The one on the right looked up, saw them, smiled and said, “Howdy.” The other, flushed and panting, nodded a greeting.

“Hi there,” Bert said.

“Hi,” said Rick.

“Let’s take a load off,” the girl said to her haggard friend. She stepped to the side of the trail across from Rick and Bert, swung her pack down, and boosted herself onto a hip-high shelf of rock. The other girl kept her pack on. It scraped against the vertical block of stone as she sagged. Her rump met the trail and she stretched out her legs. She sighed.

Her slim legs were tanned, her shins mottled with trail dust that had turned dark on her sweaty skin. She wore faded blue gym shorts and a gray T-shirt that read UCSC. Her shirt had a wet V, wide at the crew neck and narrowing as it descended between her breasts. Her chest rose and fell as she fought to catch her breath. The bill of her ballcap was tipped upward. A fringe of blond hair clung to her forehead and glossy wisps curled around her ears. In spite of her grimace and sunglasses, Rick could see that she was a beauty.

“From Santa Cruz?” Bert asked.

“I shoulda boogerin’ stayed there,” said the one on the ground.

The one sitting on the rock laughed. “We just got done with final,” she said.

“Great way to start the summer break.”

“Andrea isn’t used to this sort of thing.”

“Neither am I,” Rick said.

“I love it.” The girl swept off her straw cowboy hat. Her thick, brown hair was pinned up except for bangs that fluttered in the breeze. Unlike Andrea, she looked cool and dry. She wore no sunglasses. Her brows were thick, her eyes bright green. Though she lacked Andrea’s delicate features, she had a fresh, athletic look that Rick found appealing.

She tossed her hat. It landed on her pack, slid off, and dropped onto the trail. Leaning back, she braced herself with straight arms. She was wearing a yellow blouse. The sleeves were cut off, and it was unbuttoned and tied below her breasts. From the yellow cord across the gap, Rick guessed that she was wearing a bikini. Her flat belly was tanned. She wore jeans, the legs cut off so high that the ends of her front pockets hung out white against her thighs.

The way her jeans looked disturbed Rick. For a moment, he didn’t know why. Then he remembered that Julie had worn jeans like these, cut so short the pockets showed. He’d been watching her instead of the trail.

My fault, he thought as a warm wave of shame swept through him. If I hadn’t been trying to see up her pants ...

It’s not my fault, he told himself. She shouldn’t have worn something like that if I wasn’t supposed to look. A guy will look. Any guy will look. It was her fault more than mine.

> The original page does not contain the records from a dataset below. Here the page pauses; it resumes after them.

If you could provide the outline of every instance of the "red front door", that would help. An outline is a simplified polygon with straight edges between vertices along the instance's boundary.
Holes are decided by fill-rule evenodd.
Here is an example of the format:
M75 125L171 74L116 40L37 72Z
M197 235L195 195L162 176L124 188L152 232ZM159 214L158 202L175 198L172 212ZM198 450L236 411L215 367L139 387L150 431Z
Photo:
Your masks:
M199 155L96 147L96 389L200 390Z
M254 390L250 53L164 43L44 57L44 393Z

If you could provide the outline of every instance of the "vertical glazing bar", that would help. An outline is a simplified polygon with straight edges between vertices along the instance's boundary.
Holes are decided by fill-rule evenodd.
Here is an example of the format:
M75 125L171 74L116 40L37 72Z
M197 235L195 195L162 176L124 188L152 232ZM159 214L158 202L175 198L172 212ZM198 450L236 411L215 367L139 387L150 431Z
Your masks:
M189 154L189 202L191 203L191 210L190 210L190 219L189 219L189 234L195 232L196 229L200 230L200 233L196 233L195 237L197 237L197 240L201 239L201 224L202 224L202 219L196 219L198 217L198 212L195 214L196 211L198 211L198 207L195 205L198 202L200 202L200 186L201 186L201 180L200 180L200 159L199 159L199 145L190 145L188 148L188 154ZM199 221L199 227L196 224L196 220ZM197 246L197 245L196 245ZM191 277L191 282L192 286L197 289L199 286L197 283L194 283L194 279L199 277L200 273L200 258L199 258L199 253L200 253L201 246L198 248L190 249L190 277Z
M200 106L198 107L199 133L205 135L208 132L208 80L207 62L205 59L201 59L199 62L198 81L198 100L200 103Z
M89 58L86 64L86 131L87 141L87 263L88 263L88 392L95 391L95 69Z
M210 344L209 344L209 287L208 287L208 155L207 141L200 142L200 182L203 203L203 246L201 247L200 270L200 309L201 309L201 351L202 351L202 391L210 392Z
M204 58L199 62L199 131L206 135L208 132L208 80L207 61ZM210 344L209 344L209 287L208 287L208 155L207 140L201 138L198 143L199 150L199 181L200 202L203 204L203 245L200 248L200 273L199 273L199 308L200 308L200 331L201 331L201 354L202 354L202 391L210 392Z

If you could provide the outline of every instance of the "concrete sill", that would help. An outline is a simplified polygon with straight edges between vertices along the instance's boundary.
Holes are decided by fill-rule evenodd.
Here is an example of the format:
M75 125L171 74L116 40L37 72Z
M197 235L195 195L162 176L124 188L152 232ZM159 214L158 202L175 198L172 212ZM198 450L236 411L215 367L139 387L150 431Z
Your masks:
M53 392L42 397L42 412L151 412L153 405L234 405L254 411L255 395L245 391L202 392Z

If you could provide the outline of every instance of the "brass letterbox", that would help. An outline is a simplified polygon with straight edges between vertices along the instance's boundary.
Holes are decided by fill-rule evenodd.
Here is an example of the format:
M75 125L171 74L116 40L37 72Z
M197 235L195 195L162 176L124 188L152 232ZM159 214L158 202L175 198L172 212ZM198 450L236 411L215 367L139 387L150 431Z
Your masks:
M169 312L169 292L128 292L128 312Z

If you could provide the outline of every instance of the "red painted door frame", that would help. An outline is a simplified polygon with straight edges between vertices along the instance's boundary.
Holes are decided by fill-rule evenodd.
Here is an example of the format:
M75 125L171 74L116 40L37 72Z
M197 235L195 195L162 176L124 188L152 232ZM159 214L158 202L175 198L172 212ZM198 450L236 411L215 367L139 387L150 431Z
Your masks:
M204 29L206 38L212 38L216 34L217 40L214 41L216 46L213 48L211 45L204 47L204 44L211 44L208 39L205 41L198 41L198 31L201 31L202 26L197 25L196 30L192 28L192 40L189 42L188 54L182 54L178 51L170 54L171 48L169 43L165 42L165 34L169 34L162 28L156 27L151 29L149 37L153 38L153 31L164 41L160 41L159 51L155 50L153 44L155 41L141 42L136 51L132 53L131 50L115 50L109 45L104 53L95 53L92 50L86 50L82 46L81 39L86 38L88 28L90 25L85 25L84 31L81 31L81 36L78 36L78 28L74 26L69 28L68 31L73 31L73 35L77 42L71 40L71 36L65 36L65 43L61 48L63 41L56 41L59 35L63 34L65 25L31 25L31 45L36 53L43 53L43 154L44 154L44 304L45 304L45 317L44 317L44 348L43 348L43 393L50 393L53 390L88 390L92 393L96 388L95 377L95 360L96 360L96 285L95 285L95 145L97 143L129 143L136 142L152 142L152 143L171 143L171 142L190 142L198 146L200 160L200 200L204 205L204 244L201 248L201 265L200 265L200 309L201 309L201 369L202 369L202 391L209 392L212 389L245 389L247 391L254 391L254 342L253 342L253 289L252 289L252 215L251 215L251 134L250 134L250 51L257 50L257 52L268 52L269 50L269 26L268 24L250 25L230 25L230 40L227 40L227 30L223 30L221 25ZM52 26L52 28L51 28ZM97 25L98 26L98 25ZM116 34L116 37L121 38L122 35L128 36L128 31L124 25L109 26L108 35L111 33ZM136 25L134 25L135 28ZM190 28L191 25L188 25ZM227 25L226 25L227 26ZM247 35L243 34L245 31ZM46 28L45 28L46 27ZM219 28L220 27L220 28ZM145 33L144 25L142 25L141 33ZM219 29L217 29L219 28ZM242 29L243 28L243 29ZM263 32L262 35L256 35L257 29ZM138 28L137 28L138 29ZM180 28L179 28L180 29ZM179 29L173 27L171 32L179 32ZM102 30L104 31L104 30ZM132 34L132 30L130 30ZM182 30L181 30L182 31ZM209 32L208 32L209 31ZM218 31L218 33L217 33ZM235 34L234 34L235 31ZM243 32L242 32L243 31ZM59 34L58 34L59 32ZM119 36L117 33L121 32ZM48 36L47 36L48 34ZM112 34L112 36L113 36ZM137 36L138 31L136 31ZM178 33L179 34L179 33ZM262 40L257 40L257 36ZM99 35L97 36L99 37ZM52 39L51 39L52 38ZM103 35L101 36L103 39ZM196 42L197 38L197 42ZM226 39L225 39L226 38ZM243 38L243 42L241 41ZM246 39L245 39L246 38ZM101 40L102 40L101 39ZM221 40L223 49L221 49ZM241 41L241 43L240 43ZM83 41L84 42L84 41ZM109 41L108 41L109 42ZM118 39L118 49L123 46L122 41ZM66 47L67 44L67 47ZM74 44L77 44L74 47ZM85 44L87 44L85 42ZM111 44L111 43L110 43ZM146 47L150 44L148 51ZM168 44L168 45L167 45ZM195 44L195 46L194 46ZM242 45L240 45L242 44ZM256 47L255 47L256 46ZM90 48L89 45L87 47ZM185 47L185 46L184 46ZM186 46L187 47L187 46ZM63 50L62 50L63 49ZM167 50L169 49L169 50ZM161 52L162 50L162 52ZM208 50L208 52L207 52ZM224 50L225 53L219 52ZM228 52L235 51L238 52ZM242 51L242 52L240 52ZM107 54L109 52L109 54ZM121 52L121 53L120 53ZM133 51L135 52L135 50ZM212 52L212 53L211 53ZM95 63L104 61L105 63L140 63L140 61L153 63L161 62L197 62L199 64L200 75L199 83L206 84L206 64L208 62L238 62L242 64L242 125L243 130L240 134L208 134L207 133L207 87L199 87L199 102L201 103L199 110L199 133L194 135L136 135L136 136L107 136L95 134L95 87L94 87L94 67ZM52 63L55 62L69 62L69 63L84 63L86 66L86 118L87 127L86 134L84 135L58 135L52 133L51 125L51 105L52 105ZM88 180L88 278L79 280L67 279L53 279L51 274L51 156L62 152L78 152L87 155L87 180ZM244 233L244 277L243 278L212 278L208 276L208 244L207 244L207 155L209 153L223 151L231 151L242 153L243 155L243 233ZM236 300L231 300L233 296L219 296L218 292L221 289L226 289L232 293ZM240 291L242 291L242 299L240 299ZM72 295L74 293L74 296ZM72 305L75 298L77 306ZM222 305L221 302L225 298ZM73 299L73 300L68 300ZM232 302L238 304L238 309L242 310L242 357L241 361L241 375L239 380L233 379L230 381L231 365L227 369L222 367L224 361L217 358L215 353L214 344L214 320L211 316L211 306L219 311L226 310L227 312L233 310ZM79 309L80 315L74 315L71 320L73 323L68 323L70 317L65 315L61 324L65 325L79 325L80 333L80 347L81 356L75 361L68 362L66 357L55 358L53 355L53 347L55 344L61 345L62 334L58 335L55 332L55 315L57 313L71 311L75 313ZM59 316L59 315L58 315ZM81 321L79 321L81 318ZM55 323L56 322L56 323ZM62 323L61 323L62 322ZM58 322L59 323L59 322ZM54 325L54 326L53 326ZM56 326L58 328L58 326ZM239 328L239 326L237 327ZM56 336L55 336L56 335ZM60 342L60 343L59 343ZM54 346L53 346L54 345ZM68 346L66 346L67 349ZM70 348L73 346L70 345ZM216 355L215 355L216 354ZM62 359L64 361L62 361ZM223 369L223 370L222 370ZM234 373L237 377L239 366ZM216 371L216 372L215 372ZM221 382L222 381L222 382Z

“... your car we parked next to this morning,” the girl in the cut-offs was saying. Rick realized he had missed some of the conversation.

“A blue Pontiac?” Bert asked.

“Yeah, that’s the one.”

“So you just got in this morning?” Rick asked.

“Seems like a century ago,” Andrea said. Still on the ground, she had slipped out of her pack straps without Rick noticing. Her gray T-shirt was dark around the armpits. She was no longer panting. “Bonnie doesn’t believe in resting. You ask me, I don’t know what’s the big rush.”

“I thought we’d make it over the pass today,” Bonnie said, “but that’s starting to look doubtful. There’s a lake just this side, though. Fern Lake? I suppose we’ll wind up there. What about you?”

Bert shrugged. “We’re not too sure at this point.”